The U.S. Senate passed by unanimous consent S. 3051, America’s Conservation Enhancement (ACE) Act. This major package of natural resource management and conservation provisions now moves to the U.S. House of Representatives, where a vote is expected as soon as next week.

“The ACE Act would be a massive win for outdoor enthusiasts throughout the country,” said Mike Leonard, vice president of Government Affairs at the American Sportfishing Association (ASA). “Sens.
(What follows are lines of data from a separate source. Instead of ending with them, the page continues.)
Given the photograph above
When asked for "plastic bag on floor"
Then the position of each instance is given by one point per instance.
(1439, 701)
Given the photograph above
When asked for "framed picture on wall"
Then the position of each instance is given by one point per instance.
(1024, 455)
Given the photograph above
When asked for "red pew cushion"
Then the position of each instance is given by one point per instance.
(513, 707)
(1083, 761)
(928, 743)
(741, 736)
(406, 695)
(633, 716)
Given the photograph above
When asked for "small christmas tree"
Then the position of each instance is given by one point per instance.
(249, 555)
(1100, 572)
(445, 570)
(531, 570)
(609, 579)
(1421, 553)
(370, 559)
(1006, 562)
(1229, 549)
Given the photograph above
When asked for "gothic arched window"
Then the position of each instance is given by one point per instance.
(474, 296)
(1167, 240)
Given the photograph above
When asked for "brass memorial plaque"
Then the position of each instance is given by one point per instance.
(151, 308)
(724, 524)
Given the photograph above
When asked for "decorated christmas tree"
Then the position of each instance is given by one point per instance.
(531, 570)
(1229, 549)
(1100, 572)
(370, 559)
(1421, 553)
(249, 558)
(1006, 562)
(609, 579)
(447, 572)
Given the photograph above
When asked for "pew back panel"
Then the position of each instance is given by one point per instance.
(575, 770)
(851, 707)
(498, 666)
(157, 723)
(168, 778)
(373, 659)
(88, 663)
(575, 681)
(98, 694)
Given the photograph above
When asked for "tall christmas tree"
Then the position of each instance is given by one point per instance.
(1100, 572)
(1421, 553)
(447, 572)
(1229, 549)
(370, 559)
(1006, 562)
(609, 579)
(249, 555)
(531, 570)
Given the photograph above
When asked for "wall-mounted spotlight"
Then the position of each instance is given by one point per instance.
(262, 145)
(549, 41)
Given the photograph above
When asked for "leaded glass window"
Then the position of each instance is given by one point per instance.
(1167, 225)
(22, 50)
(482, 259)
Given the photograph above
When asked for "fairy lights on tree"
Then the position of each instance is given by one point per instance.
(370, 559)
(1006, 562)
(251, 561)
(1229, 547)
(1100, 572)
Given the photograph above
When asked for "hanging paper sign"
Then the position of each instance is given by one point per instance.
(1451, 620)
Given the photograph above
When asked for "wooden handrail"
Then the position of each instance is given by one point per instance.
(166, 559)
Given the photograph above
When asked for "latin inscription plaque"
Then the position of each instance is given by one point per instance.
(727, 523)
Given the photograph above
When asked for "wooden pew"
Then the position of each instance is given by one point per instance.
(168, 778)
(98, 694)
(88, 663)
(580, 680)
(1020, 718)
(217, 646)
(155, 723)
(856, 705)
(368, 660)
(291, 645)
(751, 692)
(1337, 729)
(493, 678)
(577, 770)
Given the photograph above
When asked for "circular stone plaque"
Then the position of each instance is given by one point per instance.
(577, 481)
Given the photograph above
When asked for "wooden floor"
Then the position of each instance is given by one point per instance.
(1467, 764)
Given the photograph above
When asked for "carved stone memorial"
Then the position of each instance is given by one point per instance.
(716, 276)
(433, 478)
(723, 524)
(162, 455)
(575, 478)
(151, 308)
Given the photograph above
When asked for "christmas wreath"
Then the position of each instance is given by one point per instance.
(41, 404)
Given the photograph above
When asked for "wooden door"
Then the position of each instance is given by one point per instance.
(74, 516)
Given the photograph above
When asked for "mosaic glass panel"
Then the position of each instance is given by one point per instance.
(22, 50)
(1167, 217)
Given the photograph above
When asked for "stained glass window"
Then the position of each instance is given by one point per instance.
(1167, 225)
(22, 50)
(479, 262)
John Barrasso (R-Wyo.), Tom Carper (D-Del.) and Martin Heinrich (D-N.M.) are to be commended for their tireless work to lead this bill through the Senate.”

Of particular importance to the sportfishing industry, the ACE Act:

Authorizes the National Fish Habitat Partnership, which brings together local, state, and federal partners to coordinate and conduct on-the-ground aquatic habitat restoration projects for the benefit of recreational fishing; protects lead fishing tackle from unwarranted EPA regulation for the next five years; and reauthorizes and boosts funding for programs critical to the health of the Chesapeake Bay, the nation’s largest estuary and a critical nursery for sportfish throughout the Atlantic region.

The ACE Act previously passed the Senate in January, but negotiations with the House resulted in minor changes to the bill, requiring a vote on the updated version.